Bild: Lernwillig nicht nur beim gemeinen Fluchen: Papagei
„Hey, gib mir ’ne Erdnuss, du Pfeife!“, krächzt Gelbbrustara Coco. In der
Freiflughalle des Vogelparks Walsrode, Abteilung Tropen, hat sich der
prachtvolle Exot nach mehreren Scheinangriffen auf unsere elbischen
Fönfrisuren im Strauch gegenüber niedergelassen. Aber gleich geht es
weiter: „Meine Oma hatte Schockmauser, und die sah immer noch besser aus
als ihr Haargranaten!“
Dr.
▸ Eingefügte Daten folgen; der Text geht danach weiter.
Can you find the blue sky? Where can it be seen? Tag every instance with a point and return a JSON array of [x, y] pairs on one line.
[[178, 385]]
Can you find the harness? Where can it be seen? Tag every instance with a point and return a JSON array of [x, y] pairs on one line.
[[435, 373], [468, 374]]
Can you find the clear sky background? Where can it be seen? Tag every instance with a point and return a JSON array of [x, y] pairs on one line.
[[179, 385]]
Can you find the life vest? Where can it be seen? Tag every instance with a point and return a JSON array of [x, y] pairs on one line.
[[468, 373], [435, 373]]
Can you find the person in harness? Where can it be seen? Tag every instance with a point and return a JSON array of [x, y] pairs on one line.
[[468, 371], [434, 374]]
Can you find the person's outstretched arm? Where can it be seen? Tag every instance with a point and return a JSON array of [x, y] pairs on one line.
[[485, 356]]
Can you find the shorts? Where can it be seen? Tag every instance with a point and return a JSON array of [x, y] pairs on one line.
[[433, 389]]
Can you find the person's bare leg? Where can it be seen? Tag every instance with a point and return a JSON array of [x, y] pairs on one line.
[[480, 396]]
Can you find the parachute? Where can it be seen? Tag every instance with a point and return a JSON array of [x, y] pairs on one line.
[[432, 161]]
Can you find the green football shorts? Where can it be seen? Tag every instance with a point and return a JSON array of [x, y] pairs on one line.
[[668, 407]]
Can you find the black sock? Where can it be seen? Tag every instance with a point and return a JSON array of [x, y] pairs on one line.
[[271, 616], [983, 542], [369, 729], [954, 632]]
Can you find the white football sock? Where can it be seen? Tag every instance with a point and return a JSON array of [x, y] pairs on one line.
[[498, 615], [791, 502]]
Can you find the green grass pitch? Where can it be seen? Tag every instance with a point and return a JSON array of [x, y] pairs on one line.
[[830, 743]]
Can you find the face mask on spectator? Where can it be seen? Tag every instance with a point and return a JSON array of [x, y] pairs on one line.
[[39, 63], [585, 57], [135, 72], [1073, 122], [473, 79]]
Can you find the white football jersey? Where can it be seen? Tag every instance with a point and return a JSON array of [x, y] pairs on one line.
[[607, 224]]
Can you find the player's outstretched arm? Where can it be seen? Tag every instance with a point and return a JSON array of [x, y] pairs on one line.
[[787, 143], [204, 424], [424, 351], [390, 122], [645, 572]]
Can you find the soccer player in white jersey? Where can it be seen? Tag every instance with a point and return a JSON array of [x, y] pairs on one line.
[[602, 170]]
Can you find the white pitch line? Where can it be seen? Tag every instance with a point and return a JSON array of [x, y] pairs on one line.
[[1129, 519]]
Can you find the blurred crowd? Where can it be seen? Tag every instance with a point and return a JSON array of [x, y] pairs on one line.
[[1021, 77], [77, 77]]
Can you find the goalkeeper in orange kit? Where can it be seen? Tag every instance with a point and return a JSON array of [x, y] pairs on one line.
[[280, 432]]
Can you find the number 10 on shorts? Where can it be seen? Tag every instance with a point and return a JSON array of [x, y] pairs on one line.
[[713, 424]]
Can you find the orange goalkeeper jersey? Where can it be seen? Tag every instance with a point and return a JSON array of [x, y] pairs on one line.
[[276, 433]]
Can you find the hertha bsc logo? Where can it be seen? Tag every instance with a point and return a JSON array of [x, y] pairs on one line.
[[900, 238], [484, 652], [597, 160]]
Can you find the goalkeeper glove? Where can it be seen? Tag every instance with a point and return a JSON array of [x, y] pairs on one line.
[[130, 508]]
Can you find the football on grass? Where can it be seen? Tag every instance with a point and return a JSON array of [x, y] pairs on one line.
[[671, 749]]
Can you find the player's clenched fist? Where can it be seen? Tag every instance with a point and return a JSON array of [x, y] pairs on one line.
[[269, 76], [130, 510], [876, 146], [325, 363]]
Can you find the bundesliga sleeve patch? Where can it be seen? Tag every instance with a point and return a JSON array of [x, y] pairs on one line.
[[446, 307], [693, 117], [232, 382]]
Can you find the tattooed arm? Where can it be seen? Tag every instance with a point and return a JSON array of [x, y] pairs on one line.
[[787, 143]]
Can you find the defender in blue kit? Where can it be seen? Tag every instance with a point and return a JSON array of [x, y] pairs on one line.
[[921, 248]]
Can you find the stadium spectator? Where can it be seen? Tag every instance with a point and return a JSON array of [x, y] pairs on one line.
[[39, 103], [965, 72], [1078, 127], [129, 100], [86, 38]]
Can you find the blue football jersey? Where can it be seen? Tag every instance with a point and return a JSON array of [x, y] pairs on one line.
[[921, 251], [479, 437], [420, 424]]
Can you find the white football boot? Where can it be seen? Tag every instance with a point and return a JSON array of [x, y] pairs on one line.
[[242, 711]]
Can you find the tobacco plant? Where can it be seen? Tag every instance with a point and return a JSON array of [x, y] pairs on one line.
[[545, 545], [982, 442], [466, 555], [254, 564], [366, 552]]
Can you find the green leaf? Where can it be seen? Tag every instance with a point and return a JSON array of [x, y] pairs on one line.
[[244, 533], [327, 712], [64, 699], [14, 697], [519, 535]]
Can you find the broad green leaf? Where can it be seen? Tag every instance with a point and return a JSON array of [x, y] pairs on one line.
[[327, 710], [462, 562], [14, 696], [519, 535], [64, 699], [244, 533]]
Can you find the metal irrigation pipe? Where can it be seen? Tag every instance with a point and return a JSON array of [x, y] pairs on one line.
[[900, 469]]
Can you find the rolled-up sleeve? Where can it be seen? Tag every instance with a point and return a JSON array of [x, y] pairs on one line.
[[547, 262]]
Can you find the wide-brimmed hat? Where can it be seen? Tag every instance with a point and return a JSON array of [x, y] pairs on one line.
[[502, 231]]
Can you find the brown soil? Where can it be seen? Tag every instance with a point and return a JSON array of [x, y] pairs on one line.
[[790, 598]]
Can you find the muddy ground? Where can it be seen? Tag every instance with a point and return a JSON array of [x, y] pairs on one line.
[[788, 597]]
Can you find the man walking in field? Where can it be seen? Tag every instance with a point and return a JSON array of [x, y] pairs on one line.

Karin Weingarten schmunzelt. Die 50-Jährige, die sich in Fachkreisen
als „Jane Goodall aller Papageien“ einen Namen gemacht hat, ist Leiterin
der Auffangstation für hochintelligente, dreiste Sprechvögel. „Ihre
ursprünglichen Besitzer kamen mit dieser wirklich täglichen Flut an
Kränkungen und obszönen Beschimpfungen nicht mehr zurecht“, erklärt die
studierte Ornithologin. Auf keinen Fall aber sollen die kackfrechen
Federknäuel in Walsrode umerzogen werden.
„Anstatt sie nach ihrer Inobhutnahme im achtsamen Tier-Knigge zu
unterweisen, lernen die Papageien bei uns, wie sie ihre sprachlichen
Fähigkeiten verbessern und gezielt einsetzen können“, so Weingarten. „Dab…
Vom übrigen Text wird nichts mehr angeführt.